From Iranian Revenge Will Be A Dish Best Served Cold:

For many analysts and observers, Iran and the U.S. are on the cusp of a major confrontation. While such an outcome is possible, the reality is that the Iranian policy of asymmetrical response to American aggression that had been put in place by Qassem Suleimani when he was alive is still in place today. While emotions run high in the streets of Iranian cities, with angry crowds demanding action, the Iranian leadership, of which Suleimani was a trusted insider, recognizes that any precipitous action on its part only plays into the hands of the United States. In seeking revenge for the assassination of Qassem Suleimani, Iran will most likely play the long game, putting into action the old maxim that revenge is a dish best served cold….
Trump started this fight by recklessly ordering the assassination of a senior Iranian government official. The Trump administration now seeks to shape events in the region to best support a direct confrontation with Iran. Such an outcome is not in Iran’s best interests. Instead, they will erode Trump’s political base by embarrassing him in Iraq and with ISIS. Iran will respond, that much can be assured. But the time and place will be of their choosing, when the U.S. expects it least.

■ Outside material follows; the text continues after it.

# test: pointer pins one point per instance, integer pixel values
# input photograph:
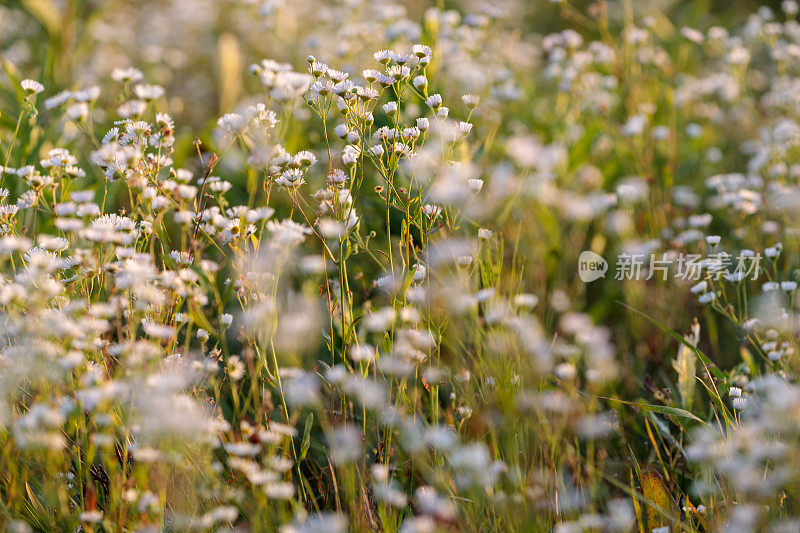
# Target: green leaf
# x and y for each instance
(703, 357)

For myself, I see no point in absorbing punishment to show good will. But that is only a first approximation. We here know virtually nothing of what is known both in Washington and Teheran. This is where we are and this is what these analysts think, but the future remains unknown as it always is. The only certainty is that whatever Trump does the Democrats, and the media, will insist it was the wrong thing to have done.

Plus this: PETRAEUS ON SOLEIMANI:

Two short questions for what’s next, Gen. Petraeus — US remaining in Iraq, and war with Iran. What’s your best guess?

Well, I think one of the questions is, “What will the diplomatic ramifications of this be?” And again, there have been celebrations in some places in Iraq at the loss of Qasem Soleimani. So, again, there’s no tears being shed in certain parts of the country. And one has to ask what happens in the wake of the killing of the individual who had a veto, virtually, over the leadership of Iraq. What transpires now depends on the calculations of all these different elements. And certainly the US, I would assume, is considering diplomatic initiatives as well, reaching out and saying, “Okay. Does that send a sufficient message of our seriousness? Now, would you like to return to the table?” Or does Iran accelerate the nuclear program, which would, of course, precipitate something further from the United States? Very likely. So lots of calculations here. And I think we’re still very early in the deliberations on all the different ramifications of this very significant action.

And this: Lindsey Graham Has a Message for Iran: If They Retaliate, We Will Hit What They Can’t Afford to Lose:

“To the Iranian government: If you want to stay in the oil business leave America and our allies alone and stop being the largest state sponsor of terrorism in the world,” he continued. Boom. If they lose that, they know they will completely collapse and their own people will run over them.